Stanford Arclight Demo

Starting the development server

bundle
yarn
./bin/dev

Starting Solr for development

The following command will start a local Solr instance at localhost:8983, with a pre-loaded core named blacklight-core.

docker compose up

Managing data

Data for the solr and redis services are persisted using docker named volumes. You can see what volumes are currently present with:

docker volume ls

If you want to remove a volume (e.g. to start with a fresh database or solr core), you can run:

docker volume rm stanford-arclight_solr-data   # to remove the solr data

Working with data in development

Fixture data (also used by the test suite)
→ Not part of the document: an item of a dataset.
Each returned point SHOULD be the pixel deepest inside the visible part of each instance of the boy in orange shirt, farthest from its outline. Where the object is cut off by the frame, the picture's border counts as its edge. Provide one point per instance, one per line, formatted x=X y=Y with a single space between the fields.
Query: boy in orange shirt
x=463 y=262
You can load fixture data locally:

rake seed

This command will loop through all the directories under spec/fixtures/ead, for example spec/fixtures/ead/ars and spec/fixtures/ead/uarc, and index all the .xml files present. The names of these subdirectories must correspond with a top-level key in the repositories.yml file. For example, uarc is a top-level key in respositories.yml, as well as the title of a subdirectory under spec/fixtures/ead. A mis-match will cause indexing issues.

Loading more data

The easiest way to load data other than the fixtures is to use the DownloadEadJob and/or the IndexEadJob. See below for instructions about how to use Sidekiq to run these jobs in development. Under most circumstances it's fine to use the default :async adapter to run these jobs without Sidekiq in development.
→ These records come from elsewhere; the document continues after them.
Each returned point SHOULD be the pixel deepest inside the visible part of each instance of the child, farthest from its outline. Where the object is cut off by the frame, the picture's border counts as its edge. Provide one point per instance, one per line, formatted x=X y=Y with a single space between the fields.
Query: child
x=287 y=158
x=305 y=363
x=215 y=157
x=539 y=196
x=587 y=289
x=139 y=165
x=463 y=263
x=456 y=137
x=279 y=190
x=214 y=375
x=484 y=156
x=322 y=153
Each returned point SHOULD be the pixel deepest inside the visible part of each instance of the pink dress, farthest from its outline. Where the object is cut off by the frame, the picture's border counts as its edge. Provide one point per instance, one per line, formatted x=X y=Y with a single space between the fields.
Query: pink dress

By default the DownloadEadJob will store EAD files in the directory set in ./config/settings.yml as Settings.data_dir. You can choose a different location by setting the DATA_DIR environment variable, passing data_dir: argument to the job method, or by setting a different location for data_dir in ./config/settings.local.yml

The DownloadEadJob will attempt to use the ASpace API to download EADs. You will need to configure the API URL with username and password in order to connect to ASpace. To do this you will need to add the following to config/settings.local.yml with the correct URL, port, and account information:

aspace:
  url: "http://USERNAME:PASSWORD@ARCHIVESPACE_URL:PORT"

Important Note: ArcLight core includes a number of rake tasks for loading data into Solr, such rake arclight:index, rake arclight:index_dir, rake arclight:index_url, and rake arclight:index_url_batch. Using these rake tasks will use the default Traject indexing rules from ArcLight core only and WILL NOT apply any of the local Traject indexing rules. It's important to use either the local app's IndexEadJob or the Traject command (REPOSITORY_ID={REPO_ID} bundle exec traject -u {SOLR_URL} -i xml -c ./lib/traject/sul_config.rb {FILE_PATH}) to index data that will work correctly with stanford-arclight.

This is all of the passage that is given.